Of course, collecting data to determine operational trends at the onset of migration is useful. The data collection should not stop post-migration. A good rule of them is to start trending on the new hardware immediately, keeping it going throughout the life of the system. You can do this by creating continuous integration (CI) jobs to trigger performance checks and small load tests that regularly execute on the new hardware at predefined intervals. These jobs should run not only before the migration happens, but continue after the migration has occurred.
Having a continuous stream of complete and useful performance data provides the depth of information necessary to make an accurate determination of the trends that will affect the current migration and the next migration. As those who have been in the engineering community for a while understand, when it comes to ops migrations it never over, it’s just one continuing story.
Putting it All Together
An ops migration is rarely smooth. Even under the perfect conditions, adversity can present itself. The trick is to be able to handle mishaps effectively, to expect the unexpected, and to be able to meet the challenges at hand.

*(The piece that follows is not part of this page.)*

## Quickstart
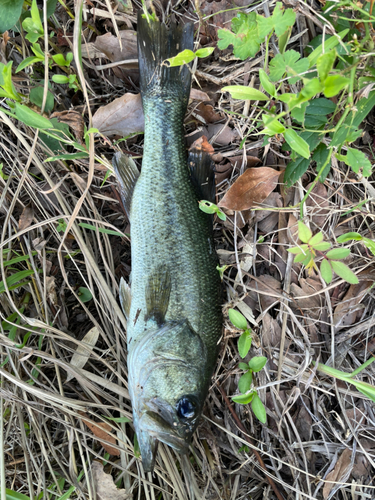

Preparation is paramount. You must understand that code migration to a new operating environment is a timeboxed event without the option of a mulligan. Teams also need the right platforms for testing and observability in place to identify and fix performance issues quickly, before and after migration. The code has to be performant before the migration occurs. Also, you need to set up monitoring mechanisms, and fast feedback loops to allow maximum visibility into the target environment’s state – at the time of migration, continuously afterward. You’ll need this information to determine operational trends that will guide future migrations.
Protecting an ops migration can make or break a career for those responsible. Keeping in mind the suggestions described herein will help you protect the current migration as well as establish proper practices that will reduce the risk associated with those in your future.